Preheat the oven to 350 degrees F. Lightly grease 2 (10-inch) cake pans with 1 teaspoon of the butter. Line the bottoms with parchment paper, and butter the parchment with the other 1 teaspoon butter. Set aside.
Puree the bananas, sour cream, eggs, and vanilla in a food processor.
Sift the cake flour, 3/4 cup sugar, baking soda, baking powder, and salt into a bowl.
In the bowl of an electric mixer fitted with a paddle attachment, cream the remaining 10 tablespoons butter and 1 cup sugar. On medium speed, add the dry ingredients in 3 additions, alternating with the banana mixture, scraping the sides of the bowl and beating well after each addition.
Pour the batter into the prepared pans. Bake until the cake is lightly browned and bounces back when touched with your fingers, about 30 to 40 minutes, depending upon your oven.

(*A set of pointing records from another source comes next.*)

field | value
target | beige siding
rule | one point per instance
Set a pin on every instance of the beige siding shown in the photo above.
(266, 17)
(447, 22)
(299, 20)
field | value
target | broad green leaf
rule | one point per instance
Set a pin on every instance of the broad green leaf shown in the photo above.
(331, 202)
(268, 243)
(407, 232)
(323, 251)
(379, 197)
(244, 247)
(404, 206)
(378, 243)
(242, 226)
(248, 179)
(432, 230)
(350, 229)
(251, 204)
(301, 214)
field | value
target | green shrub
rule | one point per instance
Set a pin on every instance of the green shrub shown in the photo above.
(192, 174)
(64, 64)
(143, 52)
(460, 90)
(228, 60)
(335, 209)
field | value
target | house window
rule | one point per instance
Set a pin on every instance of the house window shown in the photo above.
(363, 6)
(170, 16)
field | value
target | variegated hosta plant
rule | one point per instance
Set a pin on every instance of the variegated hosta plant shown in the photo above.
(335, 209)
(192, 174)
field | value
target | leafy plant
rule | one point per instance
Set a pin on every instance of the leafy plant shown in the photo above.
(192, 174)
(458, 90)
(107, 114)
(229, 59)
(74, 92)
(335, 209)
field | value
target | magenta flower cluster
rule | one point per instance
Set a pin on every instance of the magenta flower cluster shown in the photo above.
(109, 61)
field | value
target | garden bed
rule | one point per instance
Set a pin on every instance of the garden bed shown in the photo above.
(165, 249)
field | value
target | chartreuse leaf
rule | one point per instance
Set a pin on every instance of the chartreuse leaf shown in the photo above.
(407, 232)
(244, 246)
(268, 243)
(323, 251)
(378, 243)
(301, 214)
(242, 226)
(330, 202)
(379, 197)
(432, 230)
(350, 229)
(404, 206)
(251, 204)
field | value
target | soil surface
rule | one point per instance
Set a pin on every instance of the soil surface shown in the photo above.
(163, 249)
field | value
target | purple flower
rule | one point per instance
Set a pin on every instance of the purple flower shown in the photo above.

Let cool for 10 minutes before turning out onto a wire rack to cool completely. Peel off the parchment paper.
To assemble the cake, using a long serrated knife, trim off the rounded top of each cake layer to make them flat. Place the bottom layer on a wire rack set over a baking sheet. Spread the Pastry Cream evenly over the top. Place the next cake layer upside down on the first. Wrap the cake around the sides with double layers of plastic wrap to keep the pastry cream from oozing out. Gently press down on the top layer. Remove the plastic wrap and scrape off any excess pastry cream.
Slowly pour 1 to 1 1/2 cups of the Chocolate Ganache onto the top of the cake, letting it run down the sides. Let sit for 5 minutes, then, in several applications, slowly pour on the remaining ganache until the cake is completely covered. Chill until ready to serve.
Combine 2 cups of the cream, 1/2 cup plus 1 tablespoon of the sugar, and the vanilla seeds and bean in a medium saucepan. Bring to a gentle boil over medium heat, whisking to dissolve the sugar. Remove from the heat.
Combine the remaining 2 tablespoons heavy cream, the remaining 2 tablespoons of sugar, the egg yolks, and cornstarch in a medium bowl and whisk until pale yellow. Slowly add 1/2 cup of the hot cream to the egg yolk mixture, whisking constantly until smooth. Add the egg yolk mixture back to the hot cream, and whisk well to combine. Return to medium heat, and cook, stirring constantly with a heavy wooden spoon, until the mixture thickens enough to coat the back of a spoon, about 5 minutes.
Remove from the heat and strain through a fine mesh strainer into a clean container. Cover with plastic wrap, pressing it directly against the surface to prevent a skin from forming. Refrigerate until well chilled, about 4 hours. Whisk until smooth before using.
Yield: about 3 cups
Scald the cream in a small saucepan over medium heat. Remove from the heat.
Put the chocolate in a heat-proof bowl. Add the hot cream and let sit for 2 minutes, then whisk until smooth. Let cool slightly before pouring over the cake.